I wrote the same XML parsing algorithm in Java using different parser Parser X (XOM) and Parser Y (DOM). I embedded the code inside a 2 million times loop to imitate the numbers of operations I need to carry and used a Java profiler to monitor performance. Measurements are shown below.
Parser X (XOM) Parser Y (DOM)
Heap Memory 6.82 7.9
Non-heap memory 14 15
Garbage Collector 617 collections \ 2 sec 523 collections \ 1 sec
Up time 1 m 53 s 1 m 54 s
CPU time 1 m 2 s 44.8 s
I have few questions.
What if I want to process about 2 million XMLs with sizes reaching 100 MB?. Which one is better for a better performance.

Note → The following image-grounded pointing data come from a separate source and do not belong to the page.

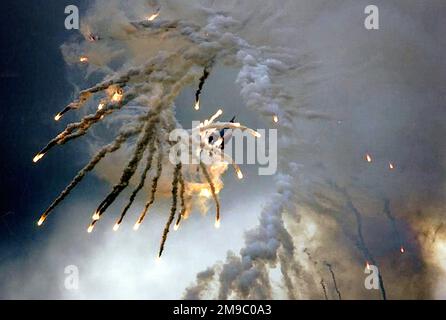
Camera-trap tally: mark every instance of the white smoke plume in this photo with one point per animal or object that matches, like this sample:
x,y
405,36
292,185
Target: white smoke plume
x,y
337,93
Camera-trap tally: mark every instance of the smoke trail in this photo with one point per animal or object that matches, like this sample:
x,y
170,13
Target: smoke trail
x,y
389,215
333,277
115,145
362,245
159,168
324,289
78,129
142,180
213,192
132,165
200,87
173,209
359,235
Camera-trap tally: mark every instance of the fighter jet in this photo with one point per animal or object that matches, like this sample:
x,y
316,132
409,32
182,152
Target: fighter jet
x,y
221,137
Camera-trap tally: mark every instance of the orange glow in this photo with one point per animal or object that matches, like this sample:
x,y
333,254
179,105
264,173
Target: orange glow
x,y
117,96
41,220
153,16
38,157
239,174
96,216
205,192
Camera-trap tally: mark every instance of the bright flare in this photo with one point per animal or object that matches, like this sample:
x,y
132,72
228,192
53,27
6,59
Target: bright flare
x,y
90,228
205,192
38,157
153,16
256,134
41,220
117,97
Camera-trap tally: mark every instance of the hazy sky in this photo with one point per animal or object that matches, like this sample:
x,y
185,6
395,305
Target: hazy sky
x,y
349,92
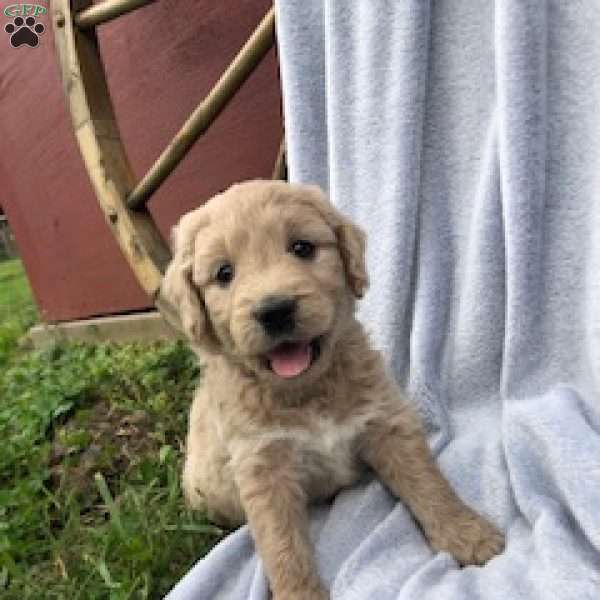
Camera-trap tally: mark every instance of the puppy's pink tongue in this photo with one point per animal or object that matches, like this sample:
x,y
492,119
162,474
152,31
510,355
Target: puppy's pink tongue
x,y
290,359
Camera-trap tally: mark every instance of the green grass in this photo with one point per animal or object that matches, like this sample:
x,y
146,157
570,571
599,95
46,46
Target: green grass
x,y
17,310
90,500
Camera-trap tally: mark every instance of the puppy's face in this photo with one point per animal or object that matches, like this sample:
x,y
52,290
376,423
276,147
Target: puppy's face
x,y
266,274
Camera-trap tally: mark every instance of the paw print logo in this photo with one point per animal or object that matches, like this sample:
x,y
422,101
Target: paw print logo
x,y
24,32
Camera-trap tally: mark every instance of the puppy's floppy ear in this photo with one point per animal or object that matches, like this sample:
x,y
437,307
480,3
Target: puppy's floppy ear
x,y
351,239
177,287
353,246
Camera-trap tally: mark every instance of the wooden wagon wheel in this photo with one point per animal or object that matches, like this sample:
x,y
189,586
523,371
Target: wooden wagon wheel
x,y
122,198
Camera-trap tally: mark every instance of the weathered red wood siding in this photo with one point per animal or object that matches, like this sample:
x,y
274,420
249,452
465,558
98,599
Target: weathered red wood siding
x,y
161,61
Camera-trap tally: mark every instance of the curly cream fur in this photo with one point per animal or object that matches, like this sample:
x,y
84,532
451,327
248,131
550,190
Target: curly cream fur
x,y
261,447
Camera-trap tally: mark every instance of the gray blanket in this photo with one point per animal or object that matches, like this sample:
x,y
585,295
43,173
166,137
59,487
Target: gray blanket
x,y
465,137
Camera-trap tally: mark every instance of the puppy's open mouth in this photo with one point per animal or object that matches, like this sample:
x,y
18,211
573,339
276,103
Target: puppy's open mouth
x,y
290,359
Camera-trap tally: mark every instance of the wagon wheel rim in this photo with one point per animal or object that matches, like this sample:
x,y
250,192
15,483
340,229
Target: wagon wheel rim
x,y
121,198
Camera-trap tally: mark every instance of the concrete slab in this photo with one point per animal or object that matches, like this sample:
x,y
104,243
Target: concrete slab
x,y
138,327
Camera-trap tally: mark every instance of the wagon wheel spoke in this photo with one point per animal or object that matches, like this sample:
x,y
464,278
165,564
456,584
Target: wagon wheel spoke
x,y
280,166
105,11
243,65
99,139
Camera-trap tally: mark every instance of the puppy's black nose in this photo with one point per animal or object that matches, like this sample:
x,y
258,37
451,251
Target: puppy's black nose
x,y
276,314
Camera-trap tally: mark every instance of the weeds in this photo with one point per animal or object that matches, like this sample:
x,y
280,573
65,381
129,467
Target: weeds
x,y
90,500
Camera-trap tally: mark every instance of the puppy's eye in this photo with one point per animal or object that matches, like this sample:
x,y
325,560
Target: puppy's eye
x,y
224,274
303,249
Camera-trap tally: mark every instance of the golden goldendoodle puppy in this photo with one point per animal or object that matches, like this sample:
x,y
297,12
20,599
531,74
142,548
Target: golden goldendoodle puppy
x,y
295,403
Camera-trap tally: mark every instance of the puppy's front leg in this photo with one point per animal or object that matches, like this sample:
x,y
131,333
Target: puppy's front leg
x,y
395,446
275,503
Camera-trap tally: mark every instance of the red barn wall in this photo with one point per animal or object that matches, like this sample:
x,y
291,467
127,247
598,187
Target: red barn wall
x,y
161,61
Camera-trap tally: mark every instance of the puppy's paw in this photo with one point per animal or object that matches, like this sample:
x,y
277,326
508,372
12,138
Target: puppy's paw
x,y
469,538
313,593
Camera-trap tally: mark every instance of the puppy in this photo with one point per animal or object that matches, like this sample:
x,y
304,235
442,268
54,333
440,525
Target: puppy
x,y
295,403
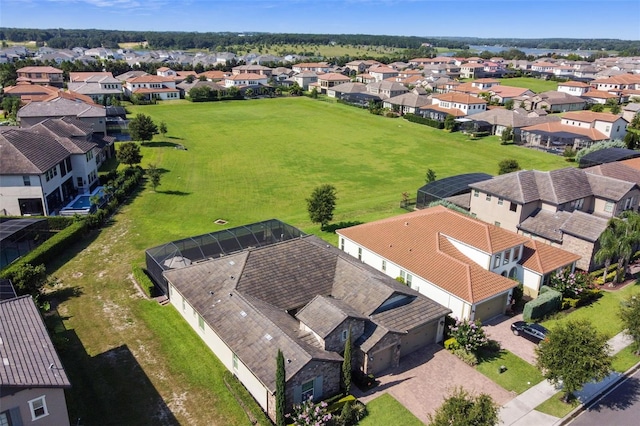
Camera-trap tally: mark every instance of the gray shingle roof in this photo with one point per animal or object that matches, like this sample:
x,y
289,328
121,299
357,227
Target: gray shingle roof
x,y
26,349
61,107
525,186
23,152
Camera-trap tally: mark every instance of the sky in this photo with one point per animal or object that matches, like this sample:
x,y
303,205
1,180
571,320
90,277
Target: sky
x,y
619,19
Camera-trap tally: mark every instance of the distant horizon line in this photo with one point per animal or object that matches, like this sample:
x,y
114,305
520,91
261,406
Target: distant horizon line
x,y
449,37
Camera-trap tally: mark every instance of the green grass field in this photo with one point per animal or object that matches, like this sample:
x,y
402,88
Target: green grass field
x,y
245,161
519,376
535,84
254,160
386,410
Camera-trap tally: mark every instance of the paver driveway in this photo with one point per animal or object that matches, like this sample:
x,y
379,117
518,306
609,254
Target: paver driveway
x,y
499,329
426,377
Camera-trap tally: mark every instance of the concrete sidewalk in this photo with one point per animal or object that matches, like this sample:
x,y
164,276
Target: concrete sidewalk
x,y
520,411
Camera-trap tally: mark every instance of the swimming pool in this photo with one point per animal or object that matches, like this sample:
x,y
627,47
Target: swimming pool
x,y
82,203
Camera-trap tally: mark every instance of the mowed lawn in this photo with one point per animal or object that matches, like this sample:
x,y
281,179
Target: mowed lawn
x,y
535,84
255,160
132,361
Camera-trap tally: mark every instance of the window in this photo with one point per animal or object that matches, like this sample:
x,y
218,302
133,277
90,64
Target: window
x,y
38,408
235,362
201,322
307,390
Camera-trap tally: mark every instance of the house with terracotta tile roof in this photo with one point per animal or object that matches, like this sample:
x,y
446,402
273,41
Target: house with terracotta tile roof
x,y
44,75
611,125
328,80
380,73
454,259
567,208
267,286
468,104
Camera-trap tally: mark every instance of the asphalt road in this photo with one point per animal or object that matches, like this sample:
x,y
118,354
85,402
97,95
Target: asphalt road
x,y
621,407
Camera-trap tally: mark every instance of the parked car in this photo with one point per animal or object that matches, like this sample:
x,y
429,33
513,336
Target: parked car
x,y
531,331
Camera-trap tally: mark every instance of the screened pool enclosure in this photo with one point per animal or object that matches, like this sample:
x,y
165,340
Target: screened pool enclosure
x,y
182,253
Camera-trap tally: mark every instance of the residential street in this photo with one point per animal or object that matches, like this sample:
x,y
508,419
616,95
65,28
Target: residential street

Performance is measured against time (The one that finishes processing all XMLs faster regardless machine utilization as I have dedicated machine for this process). In short which one is better in terms of Memory VS CPU time VS uptime
Is it feasible to utilize the full CPU power to finish faster? Multi-threading?
If I want to measure performance. Should I use CPU time or Up time. I know that CPU time is the time dedicated by the CPU to finish the process while the up time is the total time taken on our watches by the machine to finish the process?
Why does Parser Y take the same up time as Parser X but with much lower CPU time despite the fact that this measurement is a mean not a result of a one run.
Is it feasible to make Parser Y's up time shorter so the difference in CPU time performance is reflected in the real life.
After expanding the code of both algorithms to cover a variety of operations, it turned out that the XOM parser was much faster in Up time with the same CPU time and lower memory foot print. XOM parser wins for me.